Tag Archives: Vietnam War

Keep flying, B-52

The Air Force wants to upgrade its B-52 bomber fleet. My hunch is that the bird will be performing missions for the United States until hell freezes over … meaning forever.

http://www.latimes.com/business/la-fi-ageless-b52-bomber-20130819,0,6642110.story

Have you ever noticed the absence of the term “aging” when referring to the B-52? It’s been operational for more than 50 years and is still performing the mission for which it was built, which is to inflict heavy damage on enemy forces.

I actually have a B-52 story.

My story is brief, but fascinating — at least for me.

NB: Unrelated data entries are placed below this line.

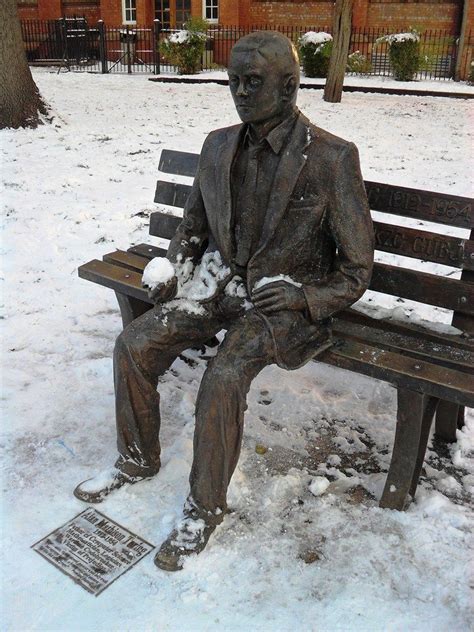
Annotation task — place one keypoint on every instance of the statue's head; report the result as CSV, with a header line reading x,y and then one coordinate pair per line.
x,y
264,76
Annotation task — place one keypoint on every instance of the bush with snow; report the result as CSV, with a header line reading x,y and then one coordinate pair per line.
x,y
185,48
404,54
358,63
315,53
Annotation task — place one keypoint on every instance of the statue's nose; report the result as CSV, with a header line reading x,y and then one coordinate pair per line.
x,y
241,90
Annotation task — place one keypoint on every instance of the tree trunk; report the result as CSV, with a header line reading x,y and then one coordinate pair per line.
x,y
462,53
342,24
20,100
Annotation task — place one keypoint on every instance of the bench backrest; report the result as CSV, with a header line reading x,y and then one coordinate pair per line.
x,y
390,237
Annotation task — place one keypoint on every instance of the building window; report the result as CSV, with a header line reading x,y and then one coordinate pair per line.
x,y
163,13
210,10
129,11
183,12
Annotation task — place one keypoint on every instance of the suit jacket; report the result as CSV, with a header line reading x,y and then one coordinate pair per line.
x,y
317,230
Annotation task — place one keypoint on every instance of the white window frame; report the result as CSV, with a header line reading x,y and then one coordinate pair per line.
x,y
125,9
204,7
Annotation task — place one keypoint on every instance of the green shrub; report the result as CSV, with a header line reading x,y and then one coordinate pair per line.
x,y
404,54
358,63
315,53
185,48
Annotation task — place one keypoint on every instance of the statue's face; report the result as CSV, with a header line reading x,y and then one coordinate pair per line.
x,y
256,88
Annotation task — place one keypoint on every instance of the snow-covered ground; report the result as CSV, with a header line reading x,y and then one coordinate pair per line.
x,y
363,81
285,558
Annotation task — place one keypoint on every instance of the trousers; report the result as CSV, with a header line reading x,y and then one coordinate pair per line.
x,y
145,350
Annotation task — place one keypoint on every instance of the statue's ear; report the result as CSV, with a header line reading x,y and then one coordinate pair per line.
x,y
290,86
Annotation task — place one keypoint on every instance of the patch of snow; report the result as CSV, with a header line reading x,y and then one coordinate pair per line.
x,y
158,271
319,485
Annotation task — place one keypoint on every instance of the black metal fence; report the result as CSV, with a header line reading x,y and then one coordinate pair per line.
x,y
79,46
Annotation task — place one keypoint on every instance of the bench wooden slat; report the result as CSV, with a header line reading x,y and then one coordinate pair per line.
x,y
406,344
147,250
423,287
409,242
114,277
128,260
407,328
403,371
431,206
424,245
181,163
441,208
171,193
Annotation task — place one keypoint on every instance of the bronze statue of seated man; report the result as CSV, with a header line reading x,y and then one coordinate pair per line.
x,y
276,237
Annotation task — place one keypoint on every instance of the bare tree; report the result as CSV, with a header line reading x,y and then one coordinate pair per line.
x,y
20,100
342,25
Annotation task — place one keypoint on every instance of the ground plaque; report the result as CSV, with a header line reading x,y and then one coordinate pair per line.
x,y
93,550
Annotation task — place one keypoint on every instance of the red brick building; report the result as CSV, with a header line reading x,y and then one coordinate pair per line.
x,y
396,14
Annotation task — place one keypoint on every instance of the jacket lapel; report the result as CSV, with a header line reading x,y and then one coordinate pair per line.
x,y
224,158
288,171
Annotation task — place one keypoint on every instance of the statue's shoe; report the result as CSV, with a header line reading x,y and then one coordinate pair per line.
x,y
189,538
95,489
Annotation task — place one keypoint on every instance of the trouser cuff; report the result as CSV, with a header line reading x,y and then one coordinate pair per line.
x,y
130,468
193,510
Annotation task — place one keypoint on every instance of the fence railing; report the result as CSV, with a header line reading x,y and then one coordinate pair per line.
x,y
79,46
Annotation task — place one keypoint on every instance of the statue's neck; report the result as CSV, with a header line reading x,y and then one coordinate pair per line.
x,y
262,129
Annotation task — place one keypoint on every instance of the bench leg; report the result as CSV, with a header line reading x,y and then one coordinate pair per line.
x,y
449,417
131,308
415,413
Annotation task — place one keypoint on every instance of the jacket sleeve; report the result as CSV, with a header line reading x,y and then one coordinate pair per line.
x,y
190,239
351,228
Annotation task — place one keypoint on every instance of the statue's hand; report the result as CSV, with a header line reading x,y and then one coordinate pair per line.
x,y
277,296
163,292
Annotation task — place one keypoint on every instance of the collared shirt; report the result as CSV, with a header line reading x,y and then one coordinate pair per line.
x,y
252,175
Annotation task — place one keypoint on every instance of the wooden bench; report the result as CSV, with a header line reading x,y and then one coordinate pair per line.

I was en route to Vietnam in March 1969. My TWA charter jetliner had departed from Oakland, Calif., with stops in Honolulu and Okinawa. We left Okinawa and were headed to Bien Hoa airport in South Vietnam.

As we approached the coast of Vietnam not long after dawn, I peered down from my window seat and saw plainly below us a formation of B-52s heading in the opposite direction. They were painted in jungle camouflage colors — as if that would make them more difficult to spot from the ground? I don’t know their destination, but I’m presuming it was perhaps to Guam, where the Air Force ran a huge bomber base during the Vietnam War.

We continued on and I saw bomb craters all over the landscape as we started our descent into Bien Hoa. I cannot attest that B-52s created the craters, but I’m guessing it’s a good bet they did.

That was 44 years ago. The B-52s hadn’t been in service all that long.

I would hear the big birds at work once I reported to my post at Marble Mountain, just south of Da Nang. I took comfort then as a young soldier in the constant rumbling we would hear on the other side of the mountains.

The LA Times reports that the fleet is about a tenth of the size it was during the B-52s’ heyday. Still, the Air Force wants to keep them in service. I’m not betting on anyone grounding the remaining B-52s any time soon.

Obama: We won the Korean War

President Barack Obama made an interesting – some might say startling – assertion the other day in commemorating the 60th anniversary of the truce that stopped the fighting during the Korean War.

He said the good guys actually won the war.

http://thehill.com/blogs/blog-briefing-room/news/313883-obama-we-will-not-forget-korean-wars-legacy

The Korean War long has been thought of as the nation’s “forgotten war,” coming so soon after the end of the World War II and as another war, in Vietnam, was just beginning to get stoked. Roughly 40,000 Americans died during the Korean War in some of the most intense and bloody combat this nation has ever seen.

It’s also been a matter of conventional wisdom that the fighting ended in a stalemate. South and North Korea never have signed a peace treaty. An armistice – plus the presence of U.S. military personnel and the threat of nuclear annihilation – have kept the two sides from shooting at each other.

President Obama put a different spin on the outcome while paying tribute to the U.S. veterans who fought in Korea.

“That war was no tie. Korea was a victory,” he said at a Washington ceremony in remarks to Korean War veterans. “When 50 million South Koreans live in freedom, a vibrant democracy … a stark contrast to the repression and poverty of the North, that is a victory and that is your legacy.”

When you look at it that way, the Korean War surely was a victory for our side.

The president also said this:

“Unlike World War II, Korea did not galvanize our country, these veterans did not return to parades. Unlike Vietnam, Korea did not tear at our country, these veterans did not return to protests.

“Among many Americans tired of war, there was, it seems, a desire to forget, to move on. Here in America, no war should ever be forgotten, no veteran should ever be overlooked.”

This veteran thanks you, Mr. President.